Details of the sequence file(s) to be imported.

  • If a SCAFFOLD file of type fa is provided, then a CONTIG file is optional and vice versa.

  • SCAFFOLD data can also be imported from an agp file provided CONTIG sequences are provided.

  • If no CONTIG file is provided, contigs will be imputed from runs of N in the SCAFFOLD sequence

  • [MODIFY]

[MODIFY]
    OVERWRITE_DB = 1
    TRUNCATE_SEQUENCE_TABLES = 1
  • If OVERWRITE_DB is set to 1, running this script will cause any existing database with the same [DATABASE_CORE] NAME to be dropped and recreated before any data are imported.

  • Setting TRUNCATE_SEQUENCE_TABLES to 1 will truncate any existing sequence tables before importing.
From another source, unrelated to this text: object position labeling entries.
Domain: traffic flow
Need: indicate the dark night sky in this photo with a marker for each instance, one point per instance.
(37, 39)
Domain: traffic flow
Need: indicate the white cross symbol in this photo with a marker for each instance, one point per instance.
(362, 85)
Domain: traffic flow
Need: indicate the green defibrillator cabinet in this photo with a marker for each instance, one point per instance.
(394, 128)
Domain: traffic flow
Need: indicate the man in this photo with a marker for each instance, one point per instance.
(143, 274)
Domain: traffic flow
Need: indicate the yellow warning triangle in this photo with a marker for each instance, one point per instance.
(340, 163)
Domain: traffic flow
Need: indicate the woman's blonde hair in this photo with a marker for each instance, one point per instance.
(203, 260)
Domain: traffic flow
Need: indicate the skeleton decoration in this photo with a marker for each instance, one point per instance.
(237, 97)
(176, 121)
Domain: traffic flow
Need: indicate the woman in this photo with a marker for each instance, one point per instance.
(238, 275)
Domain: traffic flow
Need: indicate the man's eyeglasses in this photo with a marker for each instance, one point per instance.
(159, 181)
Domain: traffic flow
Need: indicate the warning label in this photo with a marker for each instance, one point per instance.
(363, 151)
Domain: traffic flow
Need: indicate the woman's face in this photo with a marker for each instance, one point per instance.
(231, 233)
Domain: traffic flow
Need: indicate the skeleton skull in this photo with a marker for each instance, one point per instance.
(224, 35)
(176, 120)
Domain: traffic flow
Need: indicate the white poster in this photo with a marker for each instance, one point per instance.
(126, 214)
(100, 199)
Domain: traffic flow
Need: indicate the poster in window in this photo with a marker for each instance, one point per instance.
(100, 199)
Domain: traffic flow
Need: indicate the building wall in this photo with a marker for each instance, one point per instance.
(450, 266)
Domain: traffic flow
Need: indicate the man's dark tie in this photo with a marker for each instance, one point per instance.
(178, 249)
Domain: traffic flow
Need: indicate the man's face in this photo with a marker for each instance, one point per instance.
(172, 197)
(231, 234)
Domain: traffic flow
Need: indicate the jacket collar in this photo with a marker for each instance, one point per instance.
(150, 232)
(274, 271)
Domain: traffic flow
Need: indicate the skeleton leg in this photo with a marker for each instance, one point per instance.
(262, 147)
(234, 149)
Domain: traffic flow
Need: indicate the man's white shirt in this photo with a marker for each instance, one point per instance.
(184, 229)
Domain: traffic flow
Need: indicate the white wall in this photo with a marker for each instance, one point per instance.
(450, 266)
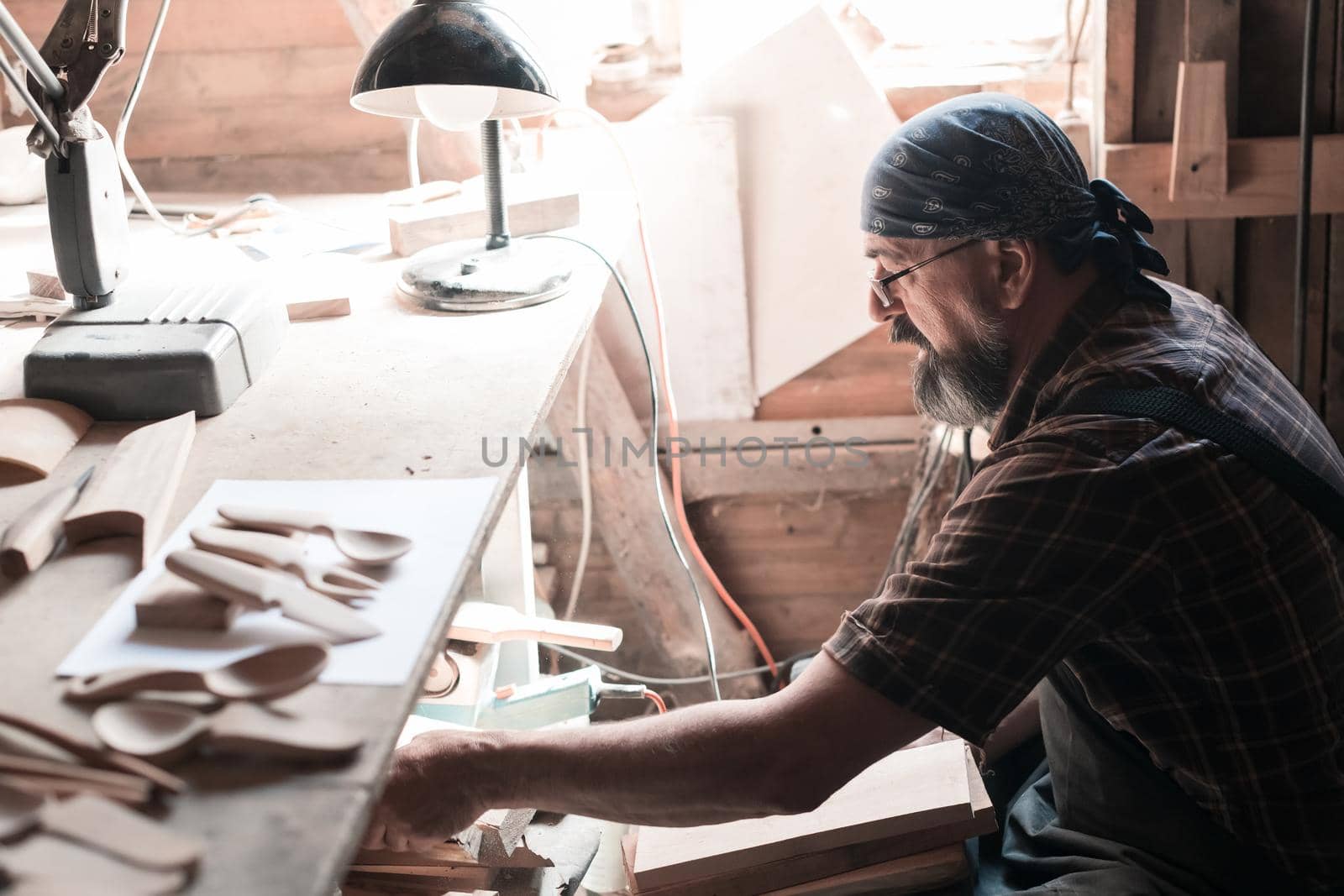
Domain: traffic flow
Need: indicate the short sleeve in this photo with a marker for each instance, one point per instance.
(1048, 548)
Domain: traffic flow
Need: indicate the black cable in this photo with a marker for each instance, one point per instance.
(1304, 196)
(654, 448)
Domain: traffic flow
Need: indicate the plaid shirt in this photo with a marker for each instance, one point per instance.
(1200, 606)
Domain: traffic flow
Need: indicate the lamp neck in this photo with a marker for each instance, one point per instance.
(491, 168)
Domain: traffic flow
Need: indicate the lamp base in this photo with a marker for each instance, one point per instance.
(468, 277)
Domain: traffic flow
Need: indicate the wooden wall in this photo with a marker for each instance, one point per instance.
(1249, 264)
(244, 96)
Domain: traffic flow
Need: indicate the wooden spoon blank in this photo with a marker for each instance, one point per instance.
(362, 546)
(492, 624)
(265, 674)
(121, 832)
(96, 757)
(170, 731)
(44, 864)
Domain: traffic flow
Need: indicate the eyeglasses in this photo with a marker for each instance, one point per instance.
(879, 284)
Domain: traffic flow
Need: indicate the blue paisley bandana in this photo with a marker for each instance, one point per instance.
(994, 167)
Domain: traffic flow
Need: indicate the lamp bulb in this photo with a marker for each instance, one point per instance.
(456, 107)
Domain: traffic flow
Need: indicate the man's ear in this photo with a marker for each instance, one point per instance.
(1016, 269)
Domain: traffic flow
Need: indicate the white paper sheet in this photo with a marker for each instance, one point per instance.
(438, 515)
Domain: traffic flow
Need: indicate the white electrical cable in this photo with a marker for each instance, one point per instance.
(124, 121)
(651, 680)
(413, 152)
(585, 479)
(711, 660)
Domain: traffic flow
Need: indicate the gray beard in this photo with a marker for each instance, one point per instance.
(961, 389)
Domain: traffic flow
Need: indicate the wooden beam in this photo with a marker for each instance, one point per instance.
(1200, 139)
(1213, 33)
(625, 516)
(1115, 22)
(1261, 177)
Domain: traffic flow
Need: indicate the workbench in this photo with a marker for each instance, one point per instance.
(387, 392)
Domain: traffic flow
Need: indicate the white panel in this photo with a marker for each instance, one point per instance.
(808, 125)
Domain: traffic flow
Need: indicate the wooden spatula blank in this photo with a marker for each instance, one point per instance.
(132, 492)
(37, 432)
(492, 624)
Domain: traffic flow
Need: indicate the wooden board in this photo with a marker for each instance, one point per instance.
(867, 378)
(906, 792)
(812, 867)
(1113, 70)
(132, 492)
(1261, 177)
(35, 434)
(917, 873)
(318, 309)
(685, 172)
(1200, 143)
(800, 214)
(535, 206)
(389, 380)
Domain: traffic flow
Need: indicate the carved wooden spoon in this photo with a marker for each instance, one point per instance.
(362, 546)
(171, 731)
(100, 824)
(266, 674)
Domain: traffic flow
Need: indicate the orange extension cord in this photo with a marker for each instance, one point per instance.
(664, 372)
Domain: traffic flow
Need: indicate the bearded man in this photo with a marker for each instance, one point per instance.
(1146, 569)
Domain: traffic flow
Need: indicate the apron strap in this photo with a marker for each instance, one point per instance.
(1178, 409)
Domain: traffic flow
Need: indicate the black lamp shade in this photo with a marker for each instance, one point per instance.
(452, 42)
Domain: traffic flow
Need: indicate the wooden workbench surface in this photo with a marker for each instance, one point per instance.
(387, 392)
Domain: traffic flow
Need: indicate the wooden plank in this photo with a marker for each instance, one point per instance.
(535, 204)
(1200, 141)
(201, 26)
(907, 792)
(1113, 70)
(277, 127)
(369, 170)
(1332, 376)
(622, 500)
(318, 309)
(228, 76)
(272, 831)
(685, 172)
(917, 873)
(777, 102)
(1261, 177)
(867, 378)
(831, 868)
(132, 492)
(1213, 33)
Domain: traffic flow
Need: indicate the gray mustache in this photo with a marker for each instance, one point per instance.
(905, 331)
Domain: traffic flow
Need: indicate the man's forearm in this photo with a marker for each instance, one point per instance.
(707, 763)
(716, 762)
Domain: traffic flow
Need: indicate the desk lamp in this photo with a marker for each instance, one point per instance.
(457, 63)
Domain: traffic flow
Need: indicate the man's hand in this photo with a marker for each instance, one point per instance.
(698, 766)
(430, 794)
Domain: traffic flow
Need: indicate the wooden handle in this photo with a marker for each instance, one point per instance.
(96, 755)
(261, 548)
(492, 624)
(225, 577)
(121, 832)
(33, 537)
(244, 727)
(282, 520)
(120, 683)
(578, 634)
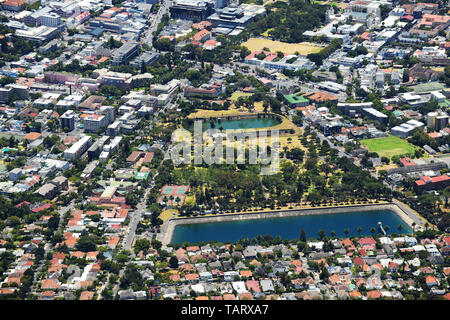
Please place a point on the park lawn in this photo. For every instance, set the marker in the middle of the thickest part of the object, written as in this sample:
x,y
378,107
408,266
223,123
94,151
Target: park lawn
x,y
388,146
238,94
266,33
202,113
304,48
167,214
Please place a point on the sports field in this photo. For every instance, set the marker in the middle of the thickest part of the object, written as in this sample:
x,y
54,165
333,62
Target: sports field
x,y
303,48
238,94
389,146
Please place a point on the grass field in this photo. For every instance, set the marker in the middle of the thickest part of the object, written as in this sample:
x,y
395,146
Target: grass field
x,y
238,94
389,146
304,48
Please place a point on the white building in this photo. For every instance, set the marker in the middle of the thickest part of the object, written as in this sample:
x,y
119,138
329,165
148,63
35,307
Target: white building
x,y
78,148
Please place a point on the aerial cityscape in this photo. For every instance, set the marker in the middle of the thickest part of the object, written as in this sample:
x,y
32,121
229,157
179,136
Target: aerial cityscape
x,y
224,150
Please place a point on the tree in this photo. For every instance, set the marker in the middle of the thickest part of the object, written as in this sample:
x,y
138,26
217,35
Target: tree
x,y
143,67
321,234
346,231
303,235
142,245
86,243
173,262
359,229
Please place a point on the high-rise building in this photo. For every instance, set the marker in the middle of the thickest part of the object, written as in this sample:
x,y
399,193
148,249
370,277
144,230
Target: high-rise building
x,y
67,120
437,120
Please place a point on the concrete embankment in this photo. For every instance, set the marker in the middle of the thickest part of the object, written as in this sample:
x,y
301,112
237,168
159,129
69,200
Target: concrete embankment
x,y
169,226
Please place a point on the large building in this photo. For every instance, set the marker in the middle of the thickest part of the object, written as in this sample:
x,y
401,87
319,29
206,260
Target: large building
x,y
426,183
11,90
362,11
78,148
406,129
13,5
126,52
437,120
67,120
39,34
231,17
192,9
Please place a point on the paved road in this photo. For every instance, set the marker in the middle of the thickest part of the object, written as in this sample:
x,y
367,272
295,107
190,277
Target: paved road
x,y
164,6
420,223
48,247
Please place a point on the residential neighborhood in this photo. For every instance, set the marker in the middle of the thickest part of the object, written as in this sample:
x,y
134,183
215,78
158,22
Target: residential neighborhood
x,y
224,150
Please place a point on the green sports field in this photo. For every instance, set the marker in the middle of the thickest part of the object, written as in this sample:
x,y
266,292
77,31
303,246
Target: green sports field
x,y
389,146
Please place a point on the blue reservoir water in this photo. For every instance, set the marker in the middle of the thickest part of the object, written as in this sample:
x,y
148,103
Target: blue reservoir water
x,y
290,227
243,124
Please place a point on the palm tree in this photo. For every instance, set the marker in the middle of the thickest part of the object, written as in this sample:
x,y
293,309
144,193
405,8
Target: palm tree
x,y
346,231
359,229
321,234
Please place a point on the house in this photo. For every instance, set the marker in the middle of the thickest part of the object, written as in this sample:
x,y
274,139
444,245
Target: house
x,y
239,286
431,281
267,286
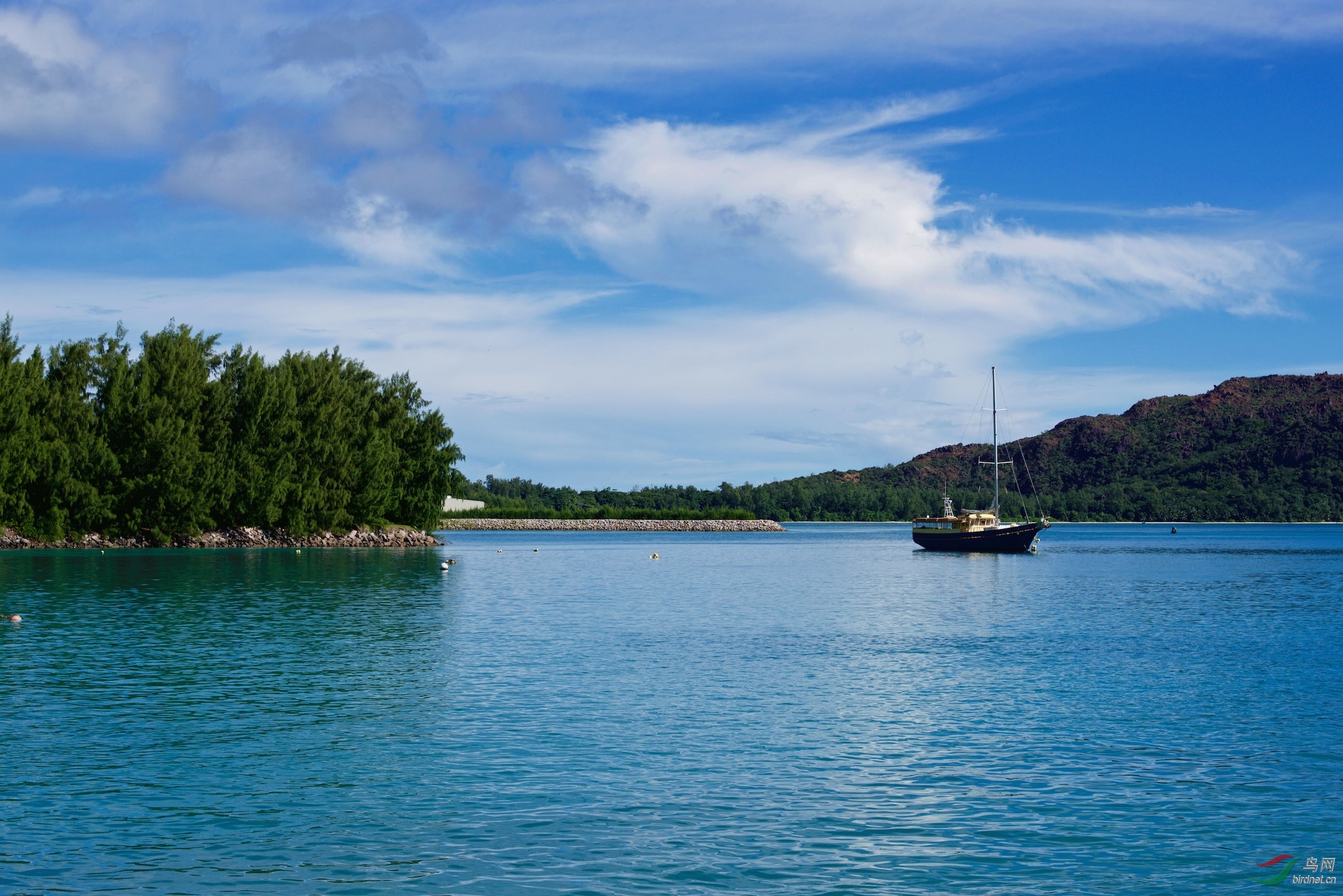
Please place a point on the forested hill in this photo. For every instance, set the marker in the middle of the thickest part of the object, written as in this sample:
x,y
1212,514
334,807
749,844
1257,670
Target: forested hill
x,y
1267,448
180,437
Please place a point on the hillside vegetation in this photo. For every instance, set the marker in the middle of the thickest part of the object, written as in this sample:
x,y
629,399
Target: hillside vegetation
x,y
1267,448
180,437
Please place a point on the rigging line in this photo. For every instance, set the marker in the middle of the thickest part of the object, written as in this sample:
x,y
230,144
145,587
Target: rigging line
x,y
979,405
1016,480
1021,448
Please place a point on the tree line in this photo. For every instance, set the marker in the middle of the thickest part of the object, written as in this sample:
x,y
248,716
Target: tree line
x,y
180,437
1267,449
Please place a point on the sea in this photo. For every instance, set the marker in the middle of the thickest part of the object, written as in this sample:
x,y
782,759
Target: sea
x,y
826,710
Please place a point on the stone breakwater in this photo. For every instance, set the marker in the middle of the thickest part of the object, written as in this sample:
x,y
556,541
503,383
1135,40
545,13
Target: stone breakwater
x,y
617,525
243,538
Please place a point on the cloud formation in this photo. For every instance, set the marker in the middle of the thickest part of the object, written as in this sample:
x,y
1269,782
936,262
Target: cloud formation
x,y
713,208
58,85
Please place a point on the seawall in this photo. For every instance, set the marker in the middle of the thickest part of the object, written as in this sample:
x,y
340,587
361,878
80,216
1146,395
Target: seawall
x,y
242,538
615,525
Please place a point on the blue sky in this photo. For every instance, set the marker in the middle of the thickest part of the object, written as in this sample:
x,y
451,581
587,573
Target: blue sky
x,y
638,244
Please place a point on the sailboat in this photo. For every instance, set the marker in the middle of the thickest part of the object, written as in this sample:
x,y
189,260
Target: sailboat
x,y
978,530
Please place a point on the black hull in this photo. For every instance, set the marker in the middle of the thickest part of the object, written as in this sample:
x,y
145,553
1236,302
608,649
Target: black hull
x,y
1016,539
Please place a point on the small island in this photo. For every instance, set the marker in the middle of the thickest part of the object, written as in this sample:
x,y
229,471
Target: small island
x,y
182,444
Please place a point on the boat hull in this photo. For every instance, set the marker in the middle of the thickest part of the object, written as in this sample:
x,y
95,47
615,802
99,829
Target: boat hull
x,y
1015,539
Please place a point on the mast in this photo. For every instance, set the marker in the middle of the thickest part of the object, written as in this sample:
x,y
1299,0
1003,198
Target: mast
x,y
993,374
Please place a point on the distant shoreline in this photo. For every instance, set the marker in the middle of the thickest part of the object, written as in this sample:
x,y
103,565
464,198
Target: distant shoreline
x,y
609,525
238,538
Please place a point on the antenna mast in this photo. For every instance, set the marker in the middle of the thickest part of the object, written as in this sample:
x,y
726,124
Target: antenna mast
x,y
993,374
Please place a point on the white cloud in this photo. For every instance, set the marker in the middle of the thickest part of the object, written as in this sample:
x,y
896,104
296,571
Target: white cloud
x,y
713,208
61,85
256,171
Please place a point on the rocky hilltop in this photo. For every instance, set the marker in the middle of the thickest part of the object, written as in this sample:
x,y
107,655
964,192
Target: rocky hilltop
x,y
1265,448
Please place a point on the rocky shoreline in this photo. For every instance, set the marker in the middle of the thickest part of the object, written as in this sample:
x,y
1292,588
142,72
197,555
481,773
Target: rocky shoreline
x,y
241,538
615,525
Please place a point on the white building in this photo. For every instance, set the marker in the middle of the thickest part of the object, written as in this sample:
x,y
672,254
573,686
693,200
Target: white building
x,y
461,504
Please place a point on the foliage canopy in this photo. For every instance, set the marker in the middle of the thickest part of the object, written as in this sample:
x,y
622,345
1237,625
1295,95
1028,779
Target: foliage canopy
x,y
182,437
1267,448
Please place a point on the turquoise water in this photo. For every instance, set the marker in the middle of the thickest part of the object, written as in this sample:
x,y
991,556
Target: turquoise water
x,y
821,711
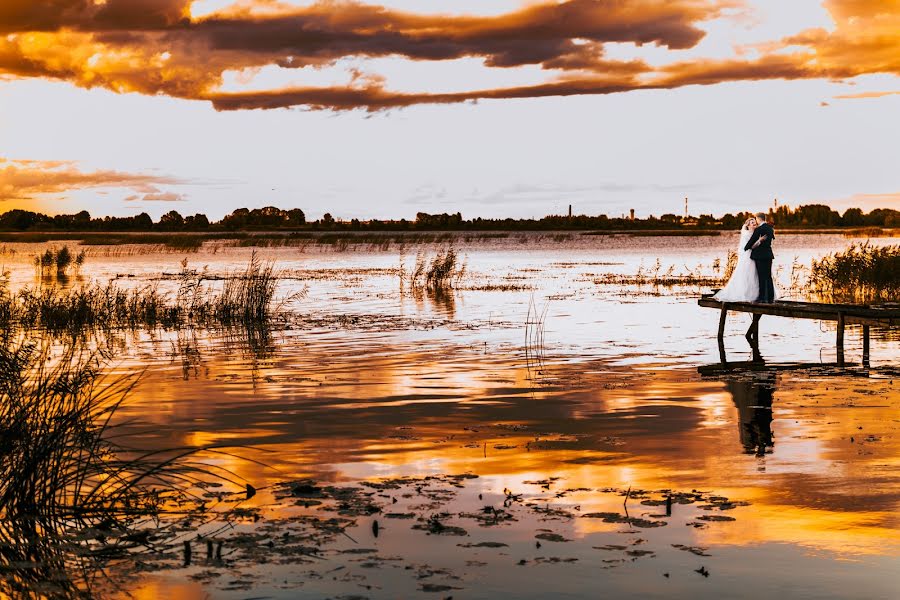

  • if these values are left unset, additional data will be added to an existing database/sequence table, which may have unintended consequences so proceed with caution.

  • [SCAFFOLD_NAMES]

[SCAFFOLD_NAMES]
    HEADER = 1
    SCAFFOLD = [ /(.+)/ /scaf_/scaffold/ ]
    CONTIG = [ /(.+)/ /ctg_/contig/ ]
  • To use a file as a source of scaffold name synonyms for import_sequence_synonyms.pl, [FILES] SCAFFOLD_NAMES must be set and the HEADER flag may be used to indicate that the file has a header row that should be skipped during import.
  • Alternatively Match and replace regular expressions may be defined for SCAFFOLD and/or CONTIG names to automatically generate a file of synonyms during sequence import.